Bridge not reaching internal network for OpenVPN Ethernet Bridge in a Ubuntu 22.04 VM on ESXi

ThmX

3/4/24, 10:15 PM

I want to set up OpenVPN Ethernet Bridging. I'm following the steps from https://openvpn.net/community-resources/ethernet-bridging/ and after setting configuring the bridge as described in https://openvpn.net/community-resources/notes-ethernet-bridging-windows-client-linux-server/, I cannot reach any machines from my internal network. (i.e.: ping 10.5.0.2 is only returning Destination Host Unreachable)
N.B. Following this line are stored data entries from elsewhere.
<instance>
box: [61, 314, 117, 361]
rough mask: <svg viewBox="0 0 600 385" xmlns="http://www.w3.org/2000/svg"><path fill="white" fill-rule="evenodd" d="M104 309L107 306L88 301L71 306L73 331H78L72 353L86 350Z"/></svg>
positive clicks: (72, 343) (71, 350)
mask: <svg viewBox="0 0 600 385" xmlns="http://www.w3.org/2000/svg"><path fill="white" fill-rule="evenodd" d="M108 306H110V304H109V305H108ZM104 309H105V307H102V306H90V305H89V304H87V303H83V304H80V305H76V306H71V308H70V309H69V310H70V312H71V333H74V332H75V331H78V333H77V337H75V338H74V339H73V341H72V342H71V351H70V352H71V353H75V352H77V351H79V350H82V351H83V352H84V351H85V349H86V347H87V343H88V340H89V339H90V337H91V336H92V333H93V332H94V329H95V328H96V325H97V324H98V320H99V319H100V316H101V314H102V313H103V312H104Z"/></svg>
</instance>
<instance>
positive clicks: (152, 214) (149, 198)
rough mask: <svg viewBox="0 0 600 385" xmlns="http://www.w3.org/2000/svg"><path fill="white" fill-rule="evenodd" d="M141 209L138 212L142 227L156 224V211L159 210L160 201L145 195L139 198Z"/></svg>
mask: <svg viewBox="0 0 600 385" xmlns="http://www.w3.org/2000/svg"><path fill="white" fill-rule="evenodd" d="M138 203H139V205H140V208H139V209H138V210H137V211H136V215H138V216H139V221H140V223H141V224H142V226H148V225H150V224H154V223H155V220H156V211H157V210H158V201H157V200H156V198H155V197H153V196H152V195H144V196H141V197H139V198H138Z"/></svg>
Any idea why this is happening?

It is worth mentioning that I set up everything inside a Ubuntu 22.04 VM on ESXi 8.0.0 and promiscuous mode is activated on the vSwitch tried the Ethernet Adapter on both E1000 and VMXNET3.
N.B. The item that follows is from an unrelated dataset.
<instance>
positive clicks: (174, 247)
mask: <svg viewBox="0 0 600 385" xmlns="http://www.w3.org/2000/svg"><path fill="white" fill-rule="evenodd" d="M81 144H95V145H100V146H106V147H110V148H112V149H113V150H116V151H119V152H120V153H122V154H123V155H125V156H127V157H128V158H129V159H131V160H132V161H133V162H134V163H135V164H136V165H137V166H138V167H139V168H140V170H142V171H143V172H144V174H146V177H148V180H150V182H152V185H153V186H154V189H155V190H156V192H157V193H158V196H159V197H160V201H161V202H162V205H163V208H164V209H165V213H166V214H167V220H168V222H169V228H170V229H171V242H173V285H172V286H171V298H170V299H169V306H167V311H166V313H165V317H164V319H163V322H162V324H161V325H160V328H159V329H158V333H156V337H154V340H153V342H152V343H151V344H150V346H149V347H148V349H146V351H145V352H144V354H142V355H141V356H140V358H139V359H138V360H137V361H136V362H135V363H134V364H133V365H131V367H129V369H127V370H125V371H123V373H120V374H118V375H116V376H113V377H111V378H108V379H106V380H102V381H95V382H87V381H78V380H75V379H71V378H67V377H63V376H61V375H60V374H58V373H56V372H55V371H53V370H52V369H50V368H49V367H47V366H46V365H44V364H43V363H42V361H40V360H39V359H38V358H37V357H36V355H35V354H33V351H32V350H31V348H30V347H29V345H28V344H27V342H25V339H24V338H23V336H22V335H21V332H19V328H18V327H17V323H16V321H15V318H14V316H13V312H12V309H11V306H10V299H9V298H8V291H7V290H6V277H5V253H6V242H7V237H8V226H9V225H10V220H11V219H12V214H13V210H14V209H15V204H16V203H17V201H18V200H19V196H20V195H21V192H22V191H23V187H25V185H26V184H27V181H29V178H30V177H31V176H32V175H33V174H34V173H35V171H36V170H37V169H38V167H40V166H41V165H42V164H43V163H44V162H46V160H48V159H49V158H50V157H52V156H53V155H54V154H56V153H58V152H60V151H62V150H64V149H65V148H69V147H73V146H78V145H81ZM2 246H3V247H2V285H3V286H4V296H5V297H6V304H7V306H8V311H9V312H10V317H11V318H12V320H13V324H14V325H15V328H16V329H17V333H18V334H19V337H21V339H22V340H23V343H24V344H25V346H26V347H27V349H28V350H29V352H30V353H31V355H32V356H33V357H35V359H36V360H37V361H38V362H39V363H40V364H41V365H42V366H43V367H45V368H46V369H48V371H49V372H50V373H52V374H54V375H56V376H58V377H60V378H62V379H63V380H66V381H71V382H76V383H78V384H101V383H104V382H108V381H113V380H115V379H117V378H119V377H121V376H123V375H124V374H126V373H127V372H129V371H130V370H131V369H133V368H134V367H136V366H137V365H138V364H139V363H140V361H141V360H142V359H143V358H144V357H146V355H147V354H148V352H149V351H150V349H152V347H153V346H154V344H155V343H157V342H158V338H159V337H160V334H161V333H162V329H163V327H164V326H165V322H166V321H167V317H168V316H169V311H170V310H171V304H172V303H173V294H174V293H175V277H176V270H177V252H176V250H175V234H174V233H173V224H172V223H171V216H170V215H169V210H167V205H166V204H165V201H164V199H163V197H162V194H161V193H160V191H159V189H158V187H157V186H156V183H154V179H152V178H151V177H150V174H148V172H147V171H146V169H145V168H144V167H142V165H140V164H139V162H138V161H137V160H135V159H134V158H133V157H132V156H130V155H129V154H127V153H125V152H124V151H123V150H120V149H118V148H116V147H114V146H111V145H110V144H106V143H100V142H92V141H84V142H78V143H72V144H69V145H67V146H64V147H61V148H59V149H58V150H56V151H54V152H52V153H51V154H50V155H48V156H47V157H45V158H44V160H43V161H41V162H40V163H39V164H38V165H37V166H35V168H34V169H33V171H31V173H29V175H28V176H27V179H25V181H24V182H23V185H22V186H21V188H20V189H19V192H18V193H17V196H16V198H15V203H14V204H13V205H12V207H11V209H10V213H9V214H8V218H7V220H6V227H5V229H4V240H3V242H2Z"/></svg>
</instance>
EDIT: I think it might be an ESXi issue, I tried on a Raspberry Pi with Ubuntu 22.04 and it worked directly without any issue.

182

0 + 7

linux

openvpn

bridge

vidarlo

3/5/24, 11:16 AM

You probably haven't permitted arp spoofing and promiscious mode on the VM in esxi.

vidarlo

3/5/24, 11:50 AM

Besides, are you *certain* that you want bridging? Based on your question I guess you're new to networking - and the answer is usually that you don't want bridging, but perceive it to be tologically simpler. It ain't.

ThmX

3/5/24, 5:46 PM

Thanks for your feedback. As I said, I activated promiscious mode on the vSwitch and PortGroup, isn't it correct? I went for bridging as it provides assigned IP from a dedicated pool of local IPs as I want to have full two-way reachability without needing weird IPs. That being said, even if I could solve my problem without bridging, I would still want to understand why it is not working with ESXi while it worked directly by setting it up on a raspberry pi. I will still give it a try by using a dedicated ethernet port through passthrough to see if that solves the issue.

vidarlo

3/5/24, 6:02 PM

You get full two way reachability with routing. And none of the drawbacks of extending L2 across the internet.

ThmX

3/6/24, 12:10 PM

Oh alright, will give it a try then :) Also, I tried now using a ethernet port with passthrough instead of through ESXi and it works like a charm.

ThmX

3/6/24, 3:34 PM

I have everything running fine with TAP, but cannot make it run with TUN. I can ping the server using its internal IP, but cannot ping any machine from the internal network. I checked with tcpdump and the ICMP echo is received but I never get a reply from the machine. I temporarily deactivated UFW to check but no lock. I guess I need to configure some routing?

ThmX

3/6/24, 4:42 PM

Ok, finally managed to have it working both ways with tun, by following https://community.openvpn.net/openvpn/wiki/BridgingAndRouting I'll write down a better answer to my own question.

Elon Musk

I sit in a Tesla and translated this thread with Ai:

EN: Bridge not reaching internal network for OpenVPN Ethernet Bridge in a Ubuntu 22.04 VM on ESXi

Post an answer

Most people don’t grasp that asking a lot of questions unlocks learning and improves interpersonal bonding. In Alison’s studies, for example, though people could accurately recall how many questions had been asked in their conversations, they didn’t intuit the link between questions and liking. Across four studies, in which participants were engaged in conversations themselves or read transcripts of others’ conversations, people tended not to realize that question asking would influence—or had influenced—the level of amity between the conversationalists.